Sábado, 11 de junio de 2011 | Hoy
Por Miriam Cairo
La guitarra del valenciano Raúl Rodríguez que inauguraba la noche en el auditorio de la Fundación Astengo creaba el espacio apropiado para la entrada de la artista que envolvió al auditorio con su presencia enigmática y serena. Un aplauso medido, respetuoso, justo, dio lugar al silencio previo que antecede a las grandes voces.
En un escenario casi desnudo, con el piano de Jesús Lavilla a un lado y la guitarra de Raúl Rodríguez al otro, Martirio se instalaba en el centro del escenario y del alma del auditorio, con la canción de Páez Yo vengo a ofrecer mi corazón, rediviva en el compás flamenco. El gesto se percibió como un acto de cordialidad, (no como una jugada acomodaticia) que legitimaba el vínculo amoroso entre la artista y su público.
La elegancia y el derroche, rasgos fundamentales del buen flamenco, generaron un clímax de pasión y exquisitez, regado por los comentarios cómplices de la artista, las anécdotas sobre peripecias de viajes y acotaciones acerca del repertorio elegido para la ocasión, que viene a rememorar veintisiete años trabajo.
El concepto de fusión alcanza su máximo sentido en el espectáculo puesto que, al enraizamiento flamenco como matriz musical para abordar la copla, el tango, el bolero, el jazz, el pop, se agrega otras fusiones no menos poderosas y significativas. Obra y vida se entrelazan, se confirman y se desmienten en las letras de ciertas canciones, en las introducciones de otras. También es sumamente notorio el equilibrio pleno entre el peso textual de las canciones elegidas y la complejidad de los arreglos musicales, que son el sello, la impronta de Martirio, una artista completa y original.

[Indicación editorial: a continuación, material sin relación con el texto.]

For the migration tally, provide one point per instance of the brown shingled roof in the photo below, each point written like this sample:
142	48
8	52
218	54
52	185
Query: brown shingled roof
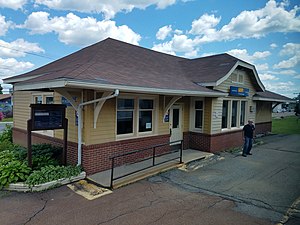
119	63
271	96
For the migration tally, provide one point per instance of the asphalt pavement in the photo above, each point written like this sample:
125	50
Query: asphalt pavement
225	189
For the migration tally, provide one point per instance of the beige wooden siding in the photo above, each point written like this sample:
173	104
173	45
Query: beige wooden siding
263	112
207	115
70	115
216	121
185	102
22	101
163	128
105	126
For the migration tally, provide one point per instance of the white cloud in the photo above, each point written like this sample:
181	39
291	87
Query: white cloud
205	25
286	64
12	4
79	31
290	49
180	44
262	67
18	48
107	7
244	55
266	76
273	46
10	67
4	25
163	32
284	88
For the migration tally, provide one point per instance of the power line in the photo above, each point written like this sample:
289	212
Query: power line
29	53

Su poder transformador, resulta admirable: salva de los circuitos estandarizados temas tales como Canción de las simples cosas, o En esta tarde gris, ya que al escucharla uno olvida todas las versiones anteriores y encuentra una interpretación honesta, recogida, esencial. Tal como ella lo pretende, su voz está pegada a la transmisión y la emotividad, por encima de las tesituras.
Tema tras tema, a lo largo de la noche, el vínculo con el público se estrechaba y se establecía un diálogo en el que predominaba el silencio cómplice y el aplauso generoso, oportuno, a quien renueva la copla, fruto notable de la evolución del arte musical español. Lágrimas y risas enfundadas con acordes, versos y giros de voz, al ritmo de la guitarra y el piano, fueron conformando una velada única. Es necesario destacar, también, el protagonismo de sus músicos, a quienes Martirio les concedió espacios propios en el espectáculo, y que el público celebró calurosamente.

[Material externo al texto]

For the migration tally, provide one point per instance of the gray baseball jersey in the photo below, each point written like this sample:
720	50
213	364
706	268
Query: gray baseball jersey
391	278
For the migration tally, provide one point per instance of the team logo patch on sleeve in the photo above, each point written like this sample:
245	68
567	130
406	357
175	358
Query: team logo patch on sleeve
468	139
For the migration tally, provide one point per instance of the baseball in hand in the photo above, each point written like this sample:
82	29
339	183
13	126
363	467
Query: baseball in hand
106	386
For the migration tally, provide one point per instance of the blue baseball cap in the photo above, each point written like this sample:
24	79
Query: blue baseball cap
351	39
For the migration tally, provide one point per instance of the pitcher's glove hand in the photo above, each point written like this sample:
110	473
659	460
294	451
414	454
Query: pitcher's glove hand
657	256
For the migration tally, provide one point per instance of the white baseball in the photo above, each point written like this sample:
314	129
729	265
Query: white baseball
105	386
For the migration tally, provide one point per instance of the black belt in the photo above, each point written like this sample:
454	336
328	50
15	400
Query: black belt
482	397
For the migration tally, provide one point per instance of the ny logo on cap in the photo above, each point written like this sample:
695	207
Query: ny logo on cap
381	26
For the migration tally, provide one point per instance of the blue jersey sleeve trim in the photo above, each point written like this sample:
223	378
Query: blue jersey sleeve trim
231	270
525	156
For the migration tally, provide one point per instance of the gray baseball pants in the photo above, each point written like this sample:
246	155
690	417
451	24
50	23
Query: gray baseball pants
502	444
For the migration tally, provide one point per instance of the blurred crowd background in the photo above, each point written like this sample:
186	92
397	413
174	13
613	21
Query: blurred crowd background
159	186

Cabe agregar que, en esta delicada amalgama de conceptos, hay una sustancia teatral ineludible, magistralmente resuelta, ya que la copla contiene una poderosa carga poético dramática que requiere un don histriónico para que su esencia no sea trastocada.
A lo largo del concierto, en su tierra, al vivarla le gritarían "¡arena!". Aquí, algunos espectadores fervorosos sacaron desde el alma el "¡ole!", una interjección impropia para los modismos argentinos, pero que venía a replicar el gesto cordial que aportara la artista, al inicio del concierto, con la canción de Fito Páez.
El público a corazón abierto se dejó llevar por el hechizo de Martirio a través de esos "25 años en directo", un trabajo que hace un recorrido temporal por su obra y donde los distintos géneros musicales son mezclados en su marmita prodigiosa. El disco fue grabado en Barcelona y salió al mercado en marzo de 2009, por lo que ya lleva 27 años de pregón, esta artista fuera de lo común que saca de sus usos y costumbres los grandes tesoros musicales.